Ranger Merah

616 84 2
                                    

Ranger Merah Blog Update

10 Agustus 2014

Kalian mungkin berpikir, hidup di kota besar pastilah sudah terbiasa dengan segala hiruk pikuk dan kepadatan lalu lintasnya. Kekacauan jalanan dan penduduknya menjadikanku hidup terbiasa dengan kondisi seperti ini. Pada kenyataannya, aku tidak menikmati apapun dari setiap detik kehidupan yang berlalu. Padatnya lalu lintas membuatku merasa jengah, sungguh tidak bohong.

Oke, kembali pada topik utama.

Kalian sudah pernah mendengar cerita sahabatku? Aku sempat membaca komentar dari beberapa postinganku sebelumnya, kalian bertanya-tanya dan ingin tahu sebuah cerita dari salah satu penduduk Seoul yang berstatus 'sahabat' sang ranger merah, benar? Aku ingin bertanya sekali lagi, untuk apa kalian peduli pada kisah-kisah membosankan orang Seoul? Kehidupan elitnya tidak segemerlap di sinetron yang kalian tonton, tapi jika kalian penasaran baiklah aku akan menceritakannya.

"Siapa dia?"

Dia hanya seorang anak laki-laki bernama yah sebut saja Peter.

Selalu bersembunyi dibalik pakaian yang tertutup, bersembunyi di balik tembok melihat teman-teman sekelas bermain, berdiam diri di pojok ruangan.

• • • • •

Saat itu musim gugur, tepatnya bulan November awal. Angin bertiup lebih kencang dari biasanya. Usianya masih 12 tahun saat itu, tangisan dirinya terdengar hingga ke ujung perumahan. Ayahnya dan beberapa tetangga panik, ketika melihat darah mengalir dari lutut dan pelipisnya.

Terlalu banyak, hingga bibir anak itu membiru.

Singkat cerita.

Gorden berwarna kelabu itu ditarik ke samping, membiarkan sang bias mentari menyelinap masuk.
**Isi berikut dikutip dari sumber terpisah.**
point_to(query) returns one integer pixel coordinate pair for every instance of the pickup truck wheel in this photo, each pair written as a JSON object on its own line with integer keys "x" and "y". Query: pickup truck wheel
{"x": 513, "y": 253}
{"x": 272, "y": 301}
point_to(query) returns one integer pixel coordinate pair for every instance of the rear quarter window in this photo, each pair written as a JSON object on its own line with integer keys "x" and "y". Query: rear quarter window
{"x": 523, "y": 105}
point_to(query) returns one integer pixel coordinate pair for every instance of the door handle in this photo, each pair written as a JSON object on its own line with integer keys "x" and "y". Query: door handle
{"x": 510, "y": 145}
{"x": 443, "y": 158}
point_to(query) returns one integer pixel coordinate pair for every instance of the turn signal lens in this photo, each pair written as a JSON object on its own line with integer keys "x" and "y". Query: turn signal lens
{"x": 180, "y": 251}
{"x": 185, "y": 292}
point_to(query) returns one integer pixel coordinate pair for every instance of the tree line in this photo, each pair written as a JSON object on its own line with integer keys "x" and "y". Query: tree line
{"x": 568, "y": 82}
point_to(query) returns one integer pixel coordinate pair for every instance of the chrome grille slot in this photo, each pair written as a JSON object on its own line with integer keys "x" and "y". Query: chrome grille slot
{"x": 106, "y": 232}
Menit bergulir sia-sia, anak itu masih belum mau membuka mata.

"Penyakit keturunan, seperti mendiang ibunya"

Hanya itu yang jelas terdengar saat aku menjenguknya. Teringat kata 'Ibu' sosok yang telah meninggal saat melahirkan Peter, kehabisan darah, darahnya sukar membeku.

Penyakit kelainan pada proses pembekuan darah.Karena itu aku tidak pernah bisa bertemu dengan ibunya.
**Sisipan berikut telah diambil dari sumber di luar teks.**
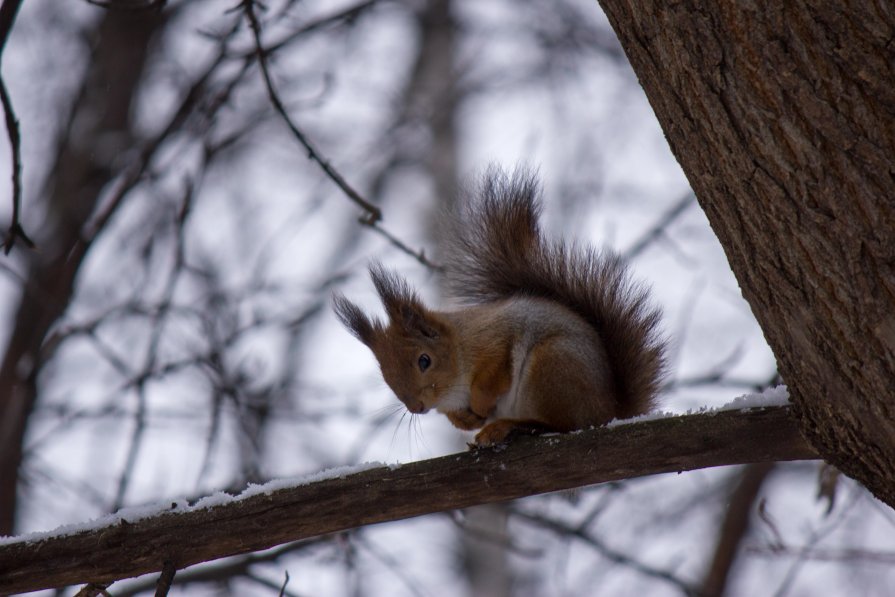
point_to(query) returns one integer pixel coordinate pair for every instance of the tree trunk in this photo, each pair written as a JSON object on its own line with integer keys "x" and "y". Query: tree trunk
{"x": 783, "y": 118}
{"x": 99, "y": 133}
Bagaimanapun sang ayah menyembunyikan semua itu darinya, Peter tetap dapat mengetahuinya. Ia terbiasa memiliki banyak memar di sekujur tubuhnya akibat penyakit itu, sehingga ia sering memakai pakaian yang tertutup.
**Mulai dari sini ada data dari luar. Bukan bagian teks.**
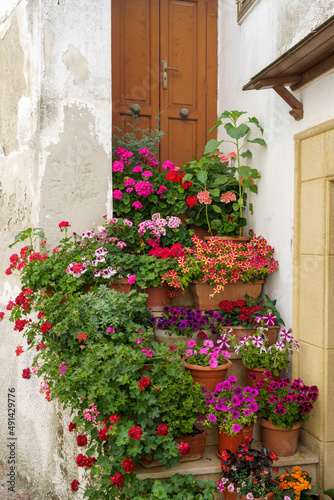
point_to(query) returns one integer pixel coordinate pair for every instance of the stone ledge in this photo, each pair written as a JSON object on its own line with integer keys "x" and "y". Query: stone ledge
{"x": 210, "y": 464}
Sebenarnya ia sudah di vonis hemofilia A sejak usia delapan tahun, sekarang yang terparah.

Masa kecilnya sulit, terkekang dengan keadaan. Teman pun hanya aku, ia tidak betah dengan kondisi dirinya. Sibuknya pekerjaan ayahnya di Busan membuat Peter dikirim ke tempat kakaknya, di Seoul. Dari sanalah ia bertemu denganku.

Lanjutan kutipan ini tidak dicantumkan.